Prigionieri per reati d’opinione in Europa: il caso di Seif

Scritto dasu 20 Maggio 2024

Esprimere una opinione dissonante in Europa, ormai, è terrorismo o istigazione a delinquere. Quando si dice ciò che allo Stato non piace, si rischia il carcere o la deportazione.

In Francia, punta di diamante della rinnovata offensiva liberticida statale,  dilagante contro chi protesta in solidarietà a Gaza è l’utilizzo del reato di “apologia del terrorismo”, che trae le sue origini nel reato di stampa che permise di reprimere il movimento anarchico alla fine del XIX secolo. Venendo all’oggi, in Italia i redattori di alcune pubblicazioni anarchiche – “Croce Nera Anarchica”, “Vetriolo” e “Bezmotivny” – sono sottoposti a procedimenti giudiziari in quanto accusati di responsabilità nella realizzazione di alcune azioni contro strutture e figure dello Stato e del capitale, perché queste azioni si sarebbero sviluppate sulla base dei “principi orientativi” esposti in alcuni articoli, quindi traendo slancio dalla “capacità istigatoria” delle pubblicazioni stesse.

In particolare dopo il 7 ottobre il reato di opinione si è esteso in Europa ben al di là della stampa anarchica, nei confronti di chiunque minacci di inceppare la mobilitazione bellica generale, anche a basse soglie di conflittualità reale.

Emblematico in Italia il caso di Seif, finito nel Cpr di Ponte Galeria. Rifugiato politico dal 2013, per oltre nove anni ha lavorato in un liceo privato di Roma, l’esclusivo Chateaubriand, come educatore. Scosso dal genocidio perpetrato dallo Stato di Israele, ha commentato con rabbia le immagini delle devastazioni a Gaza su una chat privata. La notizia è arrivata agli organi amministrativi del liceo francese, tramite loro all’ambasciata francese e dunque allo Stato italiano che vuole espellerlo dall’Italia revocandogli lo status di rifugiato sulla base dell’art. 604-bis del c.p., che regola il delitto di propaganda e istigazione a delinquere per motivi di discriminazione razziale, etnica e religiosa. Oggi non è stata convalidata l’ordinanza di trattenimento a suo carico, ma l’inferno per Seif non è finito e questa vicenda è un precedente che presenta aspetti paradigmatici delle tendenze repressive in atto contro i nemici interni, tanto rispetto al reato comminato e al tentativo di revoca dello status di rifugiato, quanto per lo strumento della detenzione amministrativa utilizzato in maniera sempre più espansiva.

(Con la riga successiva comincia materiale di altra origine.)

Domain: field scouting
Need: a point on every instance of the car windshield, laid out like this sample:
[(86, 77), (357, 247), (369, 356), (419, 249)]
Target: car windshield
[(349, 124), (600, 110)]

Ne parliamo con una compagna della Cassa di solidarietà la Lima:

 

Rispetto alla convenienza degli strumenti amministrativi per reprimere, non è difficile cogliere analogie – a cambiare sono i documenti che si hanno in tasca – con ciò che si è verificato ad Atene, dove martedì scorso oltre 200 poliziotti hanno attaccato e sgomberato la facoltà di giurisprudenza dove gli universitari avevano piazzato le tende in solidarietà con Gaza. Dopo aver picchiato diversi studenti i poliziotti di Mitsotakis hanno portato 28 giovani nella questura centrale, dove è stata rispolverata una legge dei colonnelli che punisce chiunque si rifiuti di dare le impronte digitali. Gli studenti con i documenti greci sono stati rilasciati mentre nove cittadini europei, tra cui due con documenti italiani, sono stati rinchiusi nel centro di detenzione amministrativa di Amygdaleza per essere deportati.